Since first speaking out on this issue, ADL has received hundreds of e-mails from supporters and detractors of President Bush, some suggesting that the League's stance on the issue was politically motivated.
ADL stressed that trivialization of the Holocaust is neither a Republican nor a Democratic issue, but rather a matter of respecting the feelings of those who could be offended by such images, including Jewish Holocaust survivors and their families.
"To us, this is neither a Democratic nor a Republican issue, but a matter of human decency and sensitivity to human suffering," Mr. Foxman said. "This is about the inappropriateness of using Holocaust imagery for political ends.
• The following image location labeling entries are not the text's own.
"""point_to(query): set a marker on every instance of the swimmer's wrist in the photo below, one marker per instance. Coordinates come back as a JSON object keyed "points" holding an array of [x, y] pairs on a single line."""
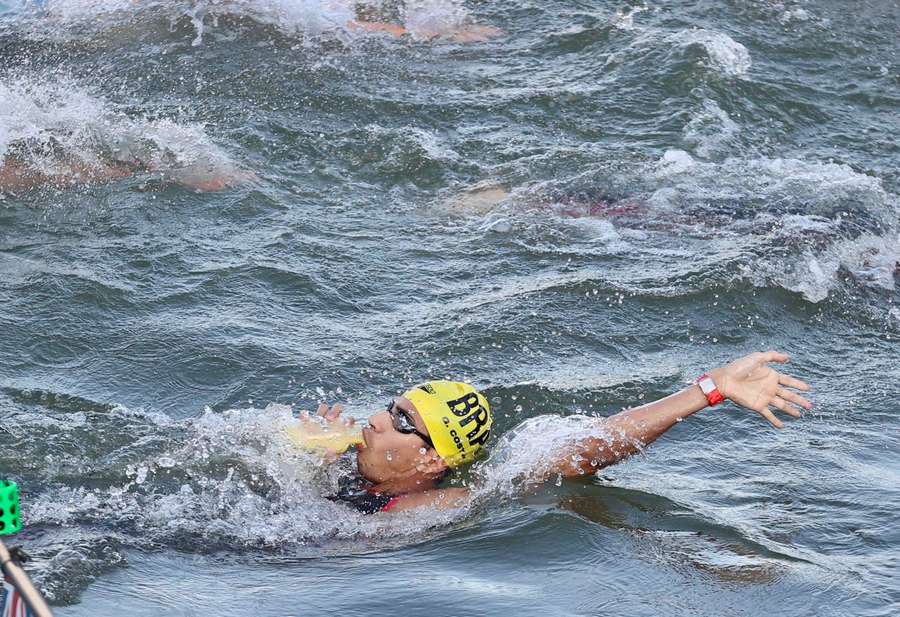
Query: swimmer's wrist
{"points": [[712, 385]]}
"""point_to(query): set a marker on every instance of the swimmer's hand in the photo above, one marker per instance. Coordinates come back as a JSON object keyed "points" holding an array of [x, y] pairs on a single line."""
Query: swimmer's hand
{"points": [[331, 416], [751, 384]]}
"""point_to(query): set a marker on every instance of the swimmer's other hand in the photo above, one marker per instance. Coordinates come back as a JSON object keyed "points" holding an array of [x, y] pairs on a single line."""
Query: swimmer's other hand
{"points": [[751, 384]]}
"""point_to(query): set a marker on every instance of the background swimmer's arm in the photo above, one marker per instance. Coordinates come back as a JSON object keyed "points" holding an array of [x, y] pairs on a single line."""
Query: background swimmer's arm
{"points": [[377, 26], [747, 382], [467, 33], [442, 499]]}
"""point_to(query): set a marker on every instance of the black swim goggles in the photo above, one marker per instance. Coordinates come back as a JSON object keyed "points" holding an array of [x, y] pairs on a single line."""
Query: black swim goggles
{"points": [[404, 424]]}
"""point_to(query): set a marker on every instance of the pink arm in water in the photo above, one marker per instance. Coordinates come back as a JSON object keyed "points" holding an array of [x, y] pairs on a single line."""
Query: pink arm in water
{"points": [[749, 382]]}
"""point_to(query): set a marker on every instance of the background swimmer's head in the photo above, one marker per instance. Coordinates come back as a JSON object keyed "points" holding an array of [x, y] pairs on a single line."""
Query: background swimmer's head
{"points": [[432, 428]]}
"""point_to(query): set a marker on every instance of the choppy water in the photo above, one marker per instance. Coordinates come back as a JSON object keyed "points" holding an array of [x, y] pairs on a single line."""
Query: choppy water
{"points": [[750, 154]]}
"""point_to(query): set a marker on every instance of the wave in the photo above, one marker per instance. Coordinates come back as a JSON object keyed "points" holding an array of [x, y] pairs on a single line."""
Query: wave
{"points": [[52, 125], [77, 19]]}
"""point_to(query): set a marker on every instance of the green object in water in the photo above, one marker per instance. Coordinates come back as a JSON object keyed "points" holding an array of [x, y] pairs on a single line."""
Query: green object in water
{"points": [[10, 519]]}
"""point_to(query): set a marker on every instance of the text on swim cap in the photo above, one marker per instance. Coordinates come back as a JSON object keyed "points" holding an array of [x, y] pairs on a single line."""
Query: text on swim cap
{"points": [[468, 408]]}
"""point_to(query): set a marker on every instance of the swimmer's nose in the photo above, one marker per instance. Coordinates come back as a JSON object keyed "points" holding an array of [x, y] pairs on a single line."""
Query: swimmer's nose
{"points": [[377, 421]]}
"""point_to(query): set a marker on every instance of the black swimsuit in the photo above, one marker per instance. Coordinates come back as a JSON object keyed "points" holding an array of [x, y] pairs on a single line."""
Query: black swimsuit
{"points": [[358, 494]]}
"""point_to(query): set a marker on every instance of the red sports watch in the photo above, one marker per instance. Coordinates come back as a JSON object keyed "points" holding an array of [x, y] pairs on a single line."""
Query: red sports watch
{"points": [[708, 386]]}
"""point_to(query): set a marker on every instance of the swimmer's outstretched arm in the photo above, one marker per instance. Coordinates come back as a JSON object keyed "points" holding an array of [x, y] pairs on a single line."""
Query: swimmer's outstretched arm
{"points": [[747, 382], [467, 33]]}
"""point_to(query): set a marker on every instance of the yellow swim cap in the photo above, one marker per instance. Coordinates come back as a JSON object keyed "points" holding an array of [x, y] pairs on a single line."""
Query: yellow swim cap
{"points": [[457, 416]]}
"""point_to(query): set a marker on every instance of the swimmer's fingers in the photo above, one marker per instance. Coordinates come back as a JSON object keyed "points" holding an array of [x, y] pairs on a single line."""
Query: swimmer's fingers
{"points": [[794, 398], [790, 382], [334, 413]]}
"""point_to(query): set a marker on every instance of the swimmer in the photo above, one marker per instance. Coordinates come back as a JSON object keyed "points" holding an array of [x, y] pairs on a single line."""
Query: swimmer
{"points": [[438, 426], [17, 176], [386, 18]]}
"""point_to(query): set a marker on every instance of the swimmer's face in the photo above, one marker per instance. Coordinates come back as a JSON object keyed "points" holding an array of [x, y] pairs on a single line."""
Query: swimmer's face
{"points": [[390, 455]]}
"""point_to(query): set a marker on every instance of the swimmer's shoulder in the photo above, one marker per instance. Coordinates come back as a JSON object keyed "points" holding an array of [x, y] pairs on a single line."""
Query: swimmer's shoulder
{"points": [[442, 498]]}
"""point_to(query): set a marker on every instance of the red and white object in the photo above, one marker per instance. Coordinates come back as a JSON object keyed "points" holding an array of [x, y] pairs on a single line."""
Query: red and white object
{"points": [[708, 386]]}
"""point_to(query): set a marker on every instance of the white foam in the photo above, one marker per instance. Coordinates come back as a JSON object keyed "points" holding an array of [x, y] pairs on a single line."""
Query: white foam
{"points": [[77, 19], [710, 129], [726, 55], [48, 121]]}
Supporters on both sides are guilty of adopting these images to attack the other side. We urge all campaigns and their supporters to refrain from using the Holocaust as a political attack tool."
With the arrival of the 2004 primary season, ADL has noted several instances where supporters of both Republican and Democratic candidates have used inappropriate and deeply offensive Holocaust imagery in attacking the other side. Recent examples include:
Anti-George W. Bush attack ads posted on the MoveOn.org Web site as part of a contest that drew direct comparisons between the President and Hitler. The ads have since been removed, and MoveOn.org has apologized for the offense they caused.
in the New York Post by Ralph Peters, a retired Army intelligence officer, which made repeated references to Nazis, the Gestapo and "Hitler's Brownshirts" to describe the strategies of Democratic presidential hopeful Dr. Howard Dean and his campaign.
An Internet site, TakeBacktheMedia, which continues to sponsor content comparing President Bush to Hitler and Mussolini and repeating a myth about the Bush family's supposed ties to Hitler's Nazi party.
The Anti-Defamation League, founded in 1913, is the world's leading organization fighting anti-Semitism through programs and services that counteract hatred, prejudice and bigotry.